Research Interests

Chemical reaction network

Chemical reaction network (CRN) is now a rather active field studying the kinetics and the thermodynamics of a system consisting of multiple species and reactions. Using statistical physical and chemical physical tools, people are now trying to understand these two aspects theoretically. Moreover, the bridge between these two angles is always an interesting topic to investigate. However, the rigorous establishment of the proposed laws, the deeper insights into the potential mechanism as well as how these basic laws build up and formalize the phenomenon we see in the lab is still lacking. Recent developments mainly focus on the relation between the macroscopic model and the microscopic model since the advent of the quantum mechanics.
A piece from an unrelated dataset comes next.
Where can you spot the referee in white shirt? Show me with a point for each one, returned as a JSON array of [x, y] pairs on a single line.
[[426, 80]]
But as the microscopic model will introduce too much variables. A moderate version is always preferred, then mesoscopic model becomes the link between these two models. This is where probability and multiscale theory emerge and can be applied to make the theory more rigorous and complete.

Uncoupled regression (COSLIR)

Instead of studying and analyzing coupled data, in practical study we usually need to cope withuncoupled data, that is, when labels and features are not paired together. Instead, you only have a set consisting of features and a set consisting of labels. The question is, can you still get some inference or information from such a dataset? Such a situation arises naturally in practical research, originally proposed in sociology and economic study, when the data you obtain is from two separate institute and you want to know whether there's a relation between these two factors. Sometimes, you can get data with the same individuals. In this case, you just need to induce a permutation in the indices of your data and pairing it. This is a relative simple and well-studied field, I think (just solve an optimization problem with permutation as a parameter). And there's much paper studying it. But the case we confronted is worse than this. We are not even assured that the data are from the same individuals. Actually we are sure they cannot be from the same individuals. In other words, we just obtain data from the two institute independently or we are just sampling from two distributions and we want to determine the relation between these two distributions. The motivation to study such a problem is from biology, where after each measurement the cells are dead and you cannot get coupled data. One possible solution, which is called covariance restricted sparse linear regression (COSLIR), tends to solve quadratic equations concerning the relation between two distributions’ mean and variance, with a l1-penalty to derive a sparse result. The result is good for sample with small size (hundreds of dimensions), but the it's rather inefficient when the dimension generalizes to thousands of dimension. Our goal now is to try to use sampling methods recently in optimization theory to help us solve high dimensional COSLIR.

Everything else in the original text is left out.